2008-02-27 23:30:00
O MPE (Ministério Público Estadual está processando por improbidade administrativa as herdeiras do ex-prefeito de Naviraí, Euclides Fabris, em dois casos distintos.
No primeiro, está sendo pedida a devolução aos cofres públicos de valores pagos a mais, e de forma irregular, a Manoel Vicente da Silva, que tinha um precatório a receber da prefeitura, e conseguiu furar a fila de espera usando para isso a proximidade com o presidente da Câmara de Vereadores de Naviraí à época, João Marques da Silva. O vereador, irmão do credor, era também procurador dele.
Na denúncia acatada pela justiça, os promotores responsáveis pelo caso afirmam que Manoel Vicente da Silva tinha um crédito junto ao município de Naviraí no valor de R$ 48.598,31, em 14 de novembro de 2001. Deste valor, R$ 10 mil foram pagos de forma indevida, e a maior, a Manoel Vicente da Silva, que por sua vez repassou tal quantia à Iolanda Tormena Fabris, viúva de Euclides Fabris.
O valor total foi pago com três cheques.do Banco do Brasil, um no dia 24/01/02, no valor de R$38.598,31, outro em 30/12/02, no valor de R$10.000,00; e um terceiro, no valor de R$10.000,00. Tal movimentação totalizou R$ 58.598,31, ou seja R$ 10 mil a mais do que o montante devido. Além do pagamento a mais, o pagamento foi feito com cheque, quando o correto, defendem os promotores, era que tivesse sido feito por meio de depósito judicial, uma vez que a quantia estava sendo cobrada na justiça.
A irregularidade só foi descoberta na atual administração, pois a cobrança judicial ficou em aberto, motivando os advogados de Manoel Vicente da Silva a pleitear a intervenção no município de Naviraí. No desenrolar da ação, surgiram os cheques, comprovando o pagamento indevido.
Conforme a ação movida pelo MPE, o ato irregular serviu para estreitamento das relações políticas entre o então prefeito e o presidente da Câmara, a quem caberia, por lei fiscalizar os atos do primeiro.”Houve confusão entre o patrimônio público e o particular do ex-prefeito, restando provado que houve pagamento a maior, lesando o erário municipal”, diz o texto dos promotores Paulo da Graça Riquelme de Macedo Junior e Luiz Gustavo Camacho Terçariol
São réus na ação a viúva de Euclies Fabris, Iolanda Tormena Fabris, as filhas dele, Beatriz Tormena Fabris e Elisabete, os ex-funcionários públicos Paulo Engel e José Francisco de Lima, que participaram da negociata, além de de João Marques da Silva, Manoel Vicente de Lima e José Francisco de Lima, prestadores do serviço à prefeitura. A denúncia, protocolada no meio do ano passado, foi acatada pela justiça, que já determinou a citação dos réus.
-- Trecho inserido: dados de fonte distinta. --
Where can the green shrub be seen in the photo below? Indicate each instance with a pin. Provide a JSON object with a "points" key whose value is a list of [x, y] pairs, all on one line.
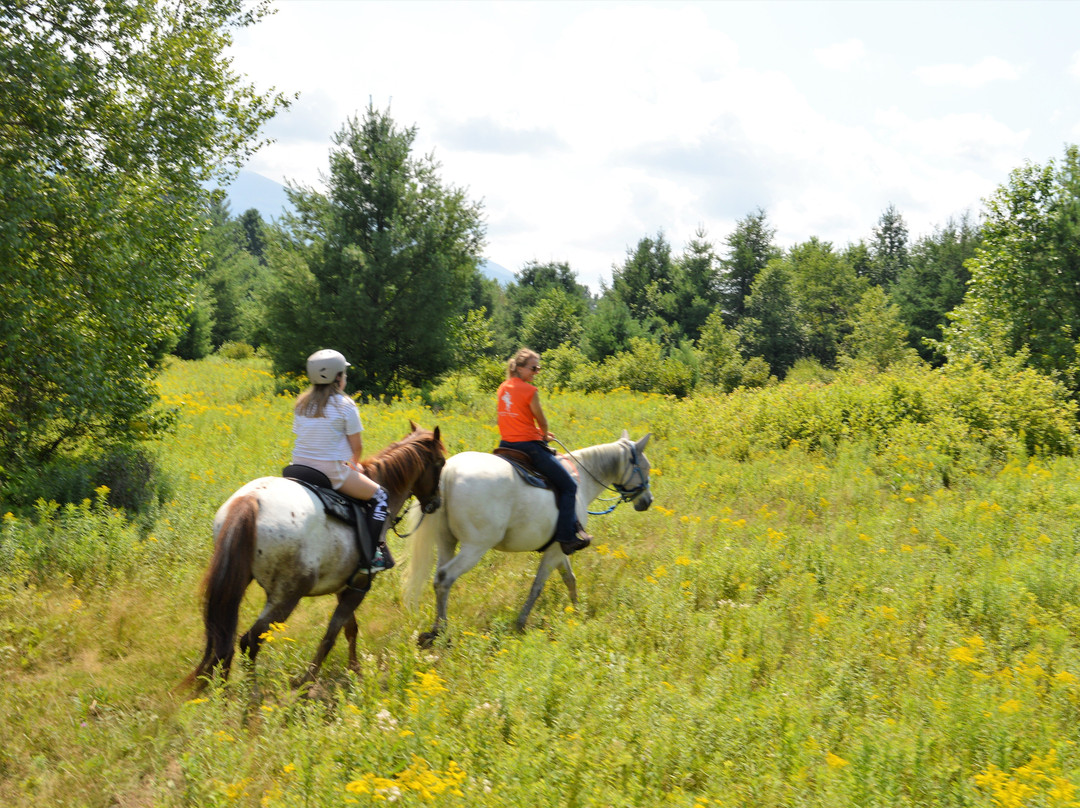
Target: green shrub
{"points": [[957, 408], [235, 350], [90, 543], [130, 473]]}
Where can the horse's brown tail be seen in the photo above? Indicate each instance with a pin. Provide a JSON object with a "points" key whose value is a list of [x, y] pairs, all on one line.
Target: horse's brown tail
{"points": [[227, 578]]}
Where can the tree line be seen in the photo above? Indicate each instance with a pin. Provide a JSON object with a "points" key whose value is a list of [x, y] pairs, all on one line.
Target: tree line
{"points": [[385, 265], [116, 118]]}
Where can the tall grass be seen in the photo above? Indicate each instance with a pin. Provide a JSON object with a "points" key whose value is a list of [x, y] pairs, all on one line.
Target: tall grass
{"points": [[885, 615]]}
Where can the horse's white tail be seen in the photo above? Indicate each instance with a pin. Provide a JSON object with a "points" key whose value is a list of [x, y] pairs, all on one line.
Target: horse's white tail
{"points": [[422, 557]]}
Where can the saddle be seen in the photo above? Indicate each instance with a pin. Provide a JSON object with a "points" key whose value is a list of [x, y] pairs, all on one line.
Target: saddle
{"points": [[523, 465], [348, 510]]}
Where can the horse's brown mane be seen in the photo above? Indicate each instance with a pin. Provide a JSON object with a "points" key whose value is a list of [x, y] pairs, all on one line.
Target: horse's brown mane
{"points": [[397, 462]]}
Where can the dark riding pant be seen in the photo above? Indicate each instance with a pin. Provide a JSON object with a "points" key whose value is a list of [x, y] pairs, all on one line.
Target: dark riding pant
{"points": [[562, 481]]}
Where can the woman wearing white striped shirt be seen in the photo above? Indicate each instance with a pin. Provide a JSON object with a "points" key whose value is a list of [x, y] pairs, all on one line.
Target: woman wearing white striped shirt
{"points": [[327, 428]]}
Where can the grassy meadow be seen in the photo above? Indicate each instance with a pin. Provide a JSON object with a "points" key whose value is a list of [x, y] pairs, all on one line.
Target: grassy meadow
{"points": [[858, 594]]}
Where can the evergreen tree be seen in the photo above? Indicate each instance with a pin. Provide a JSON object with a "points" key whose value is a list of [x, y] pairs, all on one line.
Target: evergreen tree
{"points": [[609, 327], [772, 325], [698, 285], [934, 282], [645, 282], [750, 251], [1025, 275], [534, 283], [889, 250], [878, 338], [389, 255], [826, 290]]}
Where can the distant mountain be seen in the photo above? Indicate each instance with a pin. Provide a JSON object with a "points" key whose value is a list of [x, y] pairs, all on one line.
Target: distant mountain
{"points": [[253, 190], [497, 272]]}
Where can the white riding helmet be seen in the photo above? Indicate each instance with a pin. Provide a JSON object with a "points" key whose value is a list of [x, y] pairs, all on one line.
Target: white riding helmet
{"points": [[323, 366]]}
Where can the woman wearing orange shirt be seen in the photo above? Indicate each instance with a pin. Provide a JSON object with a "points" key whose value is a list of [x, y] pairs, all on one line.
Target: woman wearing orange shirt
{"points": [[524, 427]]}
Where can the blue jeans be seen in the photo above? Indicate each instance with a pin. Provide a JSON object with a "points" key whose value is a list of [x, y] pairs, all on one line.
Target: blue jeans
{"points": [[562, 481]]}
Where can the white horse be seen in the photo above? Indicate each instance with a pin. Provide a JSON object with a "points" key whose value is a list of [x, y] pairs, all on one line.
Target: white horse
{"points": [[486, 506]]}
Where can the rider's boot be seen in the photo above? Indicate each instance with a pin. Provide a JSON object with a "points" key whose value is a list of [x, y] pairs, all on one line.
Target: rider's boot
{"points": [[377, 512], [580, 541]]}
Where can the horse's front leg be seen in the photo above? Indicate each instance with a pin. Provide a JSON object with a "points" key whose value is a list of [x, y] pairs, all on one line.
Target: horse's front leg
{"points": [[553, 557], [349, 598], [569, 579]]}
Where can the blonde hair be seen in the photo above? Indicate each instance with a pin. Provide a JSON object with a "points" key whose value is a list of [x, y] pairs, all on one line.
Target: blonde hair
{"points": [[522, 358], [312, 402]]}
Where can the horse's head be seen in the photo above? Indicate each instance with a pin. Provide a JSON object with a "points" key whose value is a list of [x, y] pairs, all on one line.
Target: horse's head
{"points": [[634, 485], [426, 487]]}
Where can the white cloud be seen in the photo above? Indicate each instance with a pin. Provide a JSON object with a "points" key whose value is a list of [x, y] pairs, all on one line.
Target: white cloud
{"points": [[841, 55], [585, 126], [989, 69]]}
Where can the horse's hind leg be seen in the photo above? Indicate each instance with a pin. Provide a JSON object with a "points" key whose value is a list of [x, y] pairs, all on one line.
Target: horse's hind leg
{"points": [[274, 611], [552, 557], [445, 576], [349, 600]]}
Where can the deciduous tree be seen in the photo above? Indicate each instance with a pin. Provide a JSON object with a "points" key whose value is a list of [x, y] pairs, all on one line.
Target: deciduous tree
{"points": [[1024, 293], [113, 119]]}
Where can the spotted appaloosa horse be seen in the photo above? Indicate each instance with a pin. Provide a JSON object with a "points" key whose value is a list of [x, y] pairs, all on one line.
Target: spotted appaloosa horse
{"points": [[275, 532]]}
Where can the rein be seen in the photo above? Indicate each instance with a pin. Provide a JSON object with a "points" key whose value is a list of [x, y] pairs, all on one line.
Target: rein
{"points": [[625, 494], [401, 516]]}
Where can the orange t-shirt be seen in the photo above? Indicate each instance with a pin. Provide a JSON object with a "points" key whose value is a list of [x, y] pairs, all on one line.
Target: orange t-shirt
{"points": [[516, 421]]}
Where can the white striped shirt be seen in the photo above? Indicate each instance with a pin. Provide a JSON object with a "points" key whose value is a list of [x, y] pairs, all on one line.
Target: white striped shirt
{"points": [[326, 438]]}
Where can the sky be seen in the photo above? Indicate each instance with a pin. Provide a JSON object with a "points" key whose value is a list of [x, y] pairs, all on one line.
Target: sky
{"points": [[585, 126]]}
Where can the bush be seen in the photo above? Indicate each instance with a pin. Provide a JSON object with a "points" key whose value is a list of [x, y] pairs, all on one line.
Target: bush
{"points": [[89, 543], [957, 411], [235, 350], [130, 473]]}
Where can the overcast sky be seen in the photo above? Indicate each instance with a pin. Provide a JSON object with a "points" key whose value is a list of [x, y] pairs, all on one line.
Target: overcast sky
{"points": [[584, 126]]}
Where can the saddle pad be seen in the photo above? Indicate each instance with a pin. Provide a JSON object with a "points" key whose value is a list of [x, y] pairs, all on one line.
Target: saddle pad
{"points": [[523, 466], [336, 505]]}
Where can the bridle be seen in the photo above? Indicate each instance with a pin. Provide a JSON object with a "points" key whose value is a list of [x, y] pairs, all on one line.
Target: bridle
{"points": [[625, 493]]}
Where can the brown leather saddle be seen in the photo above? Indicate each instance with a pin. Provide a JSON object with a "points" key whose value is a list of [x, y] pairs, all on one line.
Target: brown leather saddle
{"points": [[523, 465]]}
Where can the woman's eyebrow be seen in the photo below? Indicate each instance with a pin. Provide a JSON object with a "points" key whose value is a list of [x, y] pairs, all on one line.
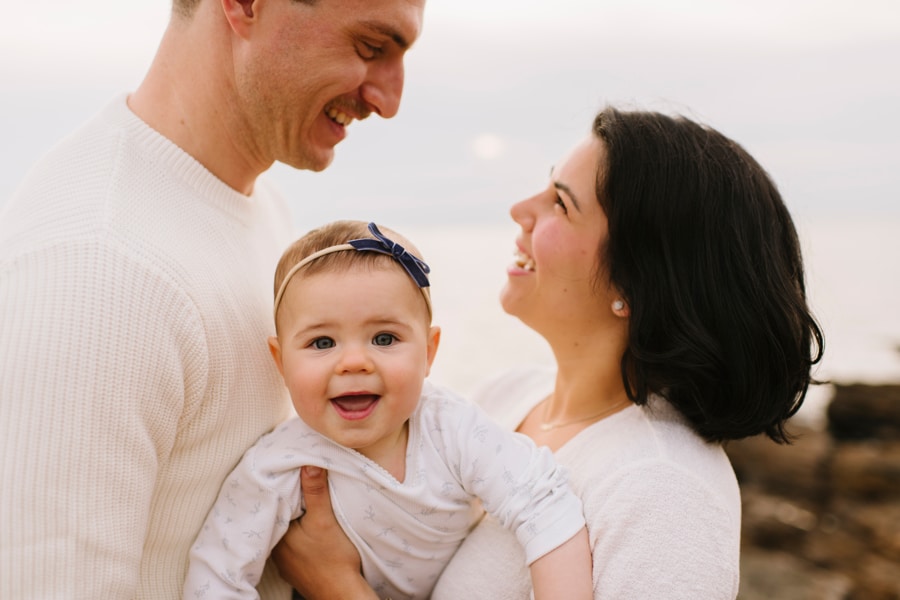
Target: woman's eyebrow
{"points": [[561, 186]]}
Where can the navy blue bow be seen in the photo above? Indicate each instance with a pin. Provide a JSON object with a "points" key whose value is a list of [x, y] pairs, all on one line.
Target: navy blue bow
{"points": [[416, 268]]}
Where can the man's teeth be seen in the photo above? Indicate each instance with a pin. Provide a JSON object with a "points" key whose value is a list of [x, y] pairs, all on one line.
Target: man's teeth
{"points": [[524, 262], [339, 116]]}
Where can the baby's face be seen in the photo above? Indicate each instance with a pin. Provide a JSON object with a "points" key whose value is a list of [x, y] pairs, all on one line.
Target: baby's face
{"points": [[354, 349]]}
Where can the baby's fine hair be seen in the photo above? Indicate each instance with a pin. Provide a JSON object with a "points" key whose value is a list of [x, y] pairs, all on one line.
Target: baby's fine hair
{"points": [[335, 234]]}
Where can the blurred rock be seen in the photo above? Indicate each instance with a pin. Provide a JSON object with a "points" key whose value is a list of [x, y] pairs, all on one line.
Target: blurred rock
{"points": [[821, 517], [798, 469], [861, 411], [866, 469]]}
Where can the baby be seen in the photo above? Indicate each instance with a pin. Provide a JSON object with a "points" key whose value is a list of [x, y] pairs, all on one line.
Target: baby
{"points": [[408, 461]]}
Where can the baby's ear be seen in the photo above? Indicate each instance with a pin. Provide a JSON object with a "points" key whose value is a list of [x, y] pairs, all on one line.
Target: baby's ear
{"points": [[434, 340], [275, 351]]}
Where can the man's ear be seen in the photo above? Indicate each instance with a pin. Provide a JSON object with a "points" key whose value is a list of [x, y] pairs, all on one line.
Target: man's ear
{"points": [[241, 14], [434, 340], [275, 351]]}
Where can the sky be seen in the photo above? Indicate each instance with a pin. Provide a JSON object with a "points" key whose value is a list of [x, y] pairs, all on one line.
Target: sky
{"points": [[499, 90]]}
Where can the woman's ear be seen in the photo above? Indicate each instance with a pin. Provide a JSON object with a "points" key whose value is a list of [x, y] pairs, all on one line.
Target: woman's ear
{"points": [[620, 308], [240, 14], [434, 340], [275, 351]]}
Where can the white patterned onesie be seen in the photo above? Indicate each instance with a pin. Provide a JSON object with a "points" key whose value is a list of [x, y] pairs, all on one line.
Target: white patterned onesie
{"points": [[405, 532]]}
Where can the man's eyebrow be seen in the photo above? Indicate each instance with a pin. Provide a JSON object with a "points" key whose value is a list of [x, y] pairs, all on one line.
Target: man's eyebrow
{"points": [[561, 186], [387, 30]]}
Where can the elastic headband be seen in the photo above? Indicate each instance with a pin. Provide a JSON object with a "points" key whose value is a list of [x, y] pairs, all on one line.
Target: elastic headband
{"points": [[414, 266]]}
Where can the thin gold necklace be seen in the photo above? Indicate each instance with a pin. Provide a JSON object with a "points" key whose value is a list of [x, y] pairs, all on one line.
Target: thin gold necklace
{"points": [[545, 426]]}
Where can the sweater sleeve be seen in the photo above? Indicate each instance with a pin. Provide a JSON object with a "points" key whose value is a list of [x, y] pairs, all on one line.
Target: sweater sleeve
{"points": [[658, 531], [99, 356], [518, 483]]}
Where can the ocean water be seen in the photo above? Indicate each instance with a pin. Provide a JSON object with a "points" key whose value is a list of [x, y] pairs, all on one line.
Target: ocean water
{"points": [[853, 279]]}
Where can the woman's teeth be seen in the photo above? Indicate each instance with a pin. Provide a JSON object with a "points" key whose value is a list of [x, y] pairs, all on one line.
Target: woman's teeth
{"points": [[524, 262], [339, 117]]}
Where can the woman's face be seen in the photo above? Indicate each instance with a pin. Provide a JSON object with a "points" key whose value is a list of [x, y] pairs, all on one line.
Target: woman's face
{"points": [[552, 286]]}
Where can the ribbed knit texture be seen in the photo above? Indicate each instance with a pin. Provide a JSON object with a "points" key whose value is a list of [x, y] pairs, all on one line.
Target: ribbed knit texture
{"points": [[135, 302]]}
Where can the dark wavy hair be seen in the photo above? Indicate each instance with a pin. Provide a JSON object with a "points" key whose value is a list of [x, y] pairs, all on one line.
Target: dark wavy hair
{"points": [[705, 252]]}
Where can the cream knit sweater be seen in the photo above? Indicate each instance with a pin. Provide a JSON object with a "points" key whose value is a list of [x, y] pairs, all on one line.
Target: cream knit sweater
{"points": [[135, 302]]}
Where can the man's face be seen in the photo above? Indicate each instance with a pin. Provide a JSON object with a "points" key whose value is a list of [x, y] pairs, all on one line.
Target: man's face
{"points": [[309, 70]]}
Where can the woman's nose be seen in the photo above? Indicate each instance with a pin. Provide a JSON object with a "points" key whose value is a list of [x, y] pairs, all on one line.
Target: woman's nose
{"points": [[523, 214]]}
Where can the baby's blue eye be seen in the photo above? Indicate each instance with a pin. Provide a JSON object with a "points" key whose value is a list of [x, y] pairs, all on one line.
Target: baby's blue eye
{"points": [[323, 343], [384, 339]]}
Casas pela metade– A outra ação civil pública trata de irregularidade na construção de 10 casas populares em um projeto projeto de desfavelamento, obra, realizada pela empresa S.G. Construções Ltda, a qual venceu a licitação.
Conforme os promotores afirmam na denúncia, quando da realização da licitação para a construção das casas, ficou previsto que o tamanho das casas seria de 36 metros quadrados. Só que metade delas foi construídas com tamanho inferior ao ajustado no contrato: duas medindo 23,11 metros quadrados, e três medindo 23,10 metros quadrados. O pagamento, no entanto, foi integralmente como estava previsto no contrato, no total de R$ 50,5 mil.
A ação proposta é para investigar possível prática de atos de improbidade administrativa, ocorridos na administração anterior. Nesse caso, são denunciados os funcionários da prefeitura à época Valmir Albieri Ferreira, Paulo César Martins Nonato, e as filhas do ex-prefeito Elisabete Tormena Fabris e Beatris Tormena Fabris, além de Sérgio Toyoji Guenka, dono da construtora beneficiada, e própria construtora.
Esse caso foi protocolado em dezembro do ano passado e ainda está na fase de notificação dos acusados para que apresentem defesa. Depois disso, a juíza responsável pelo processo, Marilsa Aparecida da Silva Baptista, decidirá se aceita ou não a denúncia.